そういった価値を支持してくださるお客様も多いので、中古ゲームを取り扱う当社としては、パッケージ販売が終了すると聞いた時はやはり「惜しいな」という気持ちはありました。
ただ、ソニーさんの発表によるとディスクをやめるのは2028年の1月以降とのことですので、すぐ当社の販売や買い取りに影響するものではないと認識しています。現時点でも影響はない状況ですので、今後についてはソニーさんともお話をさせていただきながら、お客様の状況などを見て判断していきたいと思っています。
──最後に、ゲーム市場全体を見たとき、今後のレトロゲーム需要はどのように変化していくとお考えですか?
藤崎氏:
需要自体はこれからもずっと続くと思いますし、逆に今出ているゲームソフトもいずれはそういったカテゴリーになっていきます。最新ゲームとレトロゲームが、どちらも同じように市場で流通するひとつの「当たり前のカテゴリー」になっていくのかなと思っています。
ゲーム文化が続く限りその量はどんどん増えていくので、そういった形でゲームライフを提供できるように、会社として取り組んでいけたらと考えています。

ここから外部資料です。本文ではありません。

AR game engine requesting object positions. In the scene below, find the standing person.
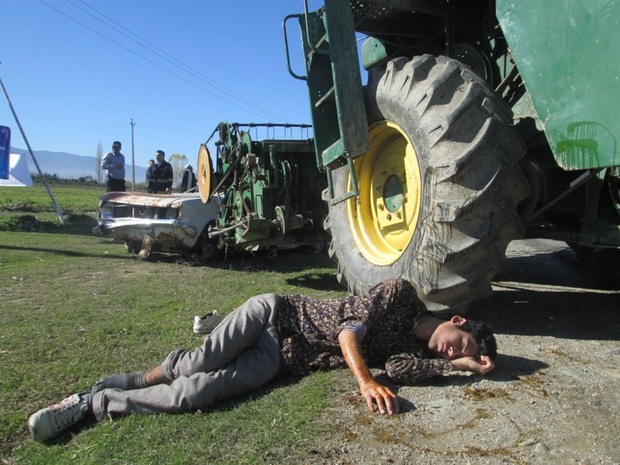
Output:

──長い目で見れば、今のSwitchのソフトもいずれレトロゲームとしての価値を持つようになるというサイクルですね。
﨑間氏:
年が経つにつれて、レトロゲームが骨董品のような扱いになる日も近いと思っています。しかし、当社としてはできる限りそれに逆らって、実際にお客様に手に取っていただきたいです。「昔のゲームはこんなに面白かったんだよ、じゃあ今のゲームも遊んでみて」というように、ゲーム人口が増え続けるようなお店作りができればと思っています。
──確かに、懐かしさから入って新しいゲームに興味を持つ可能性も十分にありますよね。最近は過去作のリメイクも多いですし、相乗効果に期待できそうです。本日はありがとうございました。